Visa said this week that as acceptance of EMV cards has gained traction in the U.S., counterfeit fraud, measured in dollars for these card present transactions, has dropped precipitously.
The latest stats show that the continued upgrade to chip card acceptance – which began in 2015 – has led to a decrease in counterfeit fraud dollars on the order of 76 percent, as measured in December of 2018 vs.
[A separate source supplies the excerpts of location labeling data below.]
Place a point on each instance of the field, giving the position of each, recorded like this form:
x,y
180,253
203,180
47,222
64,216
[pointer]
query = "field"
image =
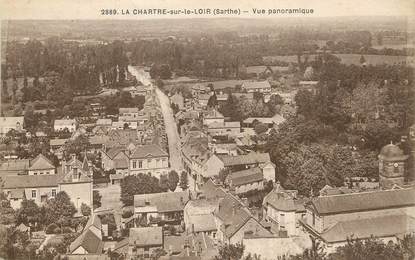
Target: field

September of 2015. Total counterfeit fraud dollars decreased by 49 percent, the payments giant said.
“EMV” is shorthand for Europay, Mastercard and Visa chip cards.
Visa also said that more than 3.5 million merchant locations now accept chip cards, which represents a 771 percent boost since U.S. businesses began migrating to EMV, when 392,000 merchants had such acceptance in place.
That means roughly 75 percent of U.S. storefronts now accept chip cards, according to the data.
Visa said that at the end of March, there were 509 million Visa chip cards in the U.S., which represents a 219 percent boost since October of 2015.
Visa’s data also shows that 99 percent of the overall U.S. payments volume in March of this year was done with EMV cards (where the March tally was $81 billion).
The increased adoption through the past few years comes in the wake of the Oct. 1 “liability shift,” which meant merchants would be on the hook for financial losses tied to counterfeit fraud conducted at their point of sale terminals. Counterfeit fraud was more widespread, as fraudsters had attacked the vulnerabilities of magnetic stripe cards, which store account data and codes. By way of contrast, EMV chips create one-time codes for transactions.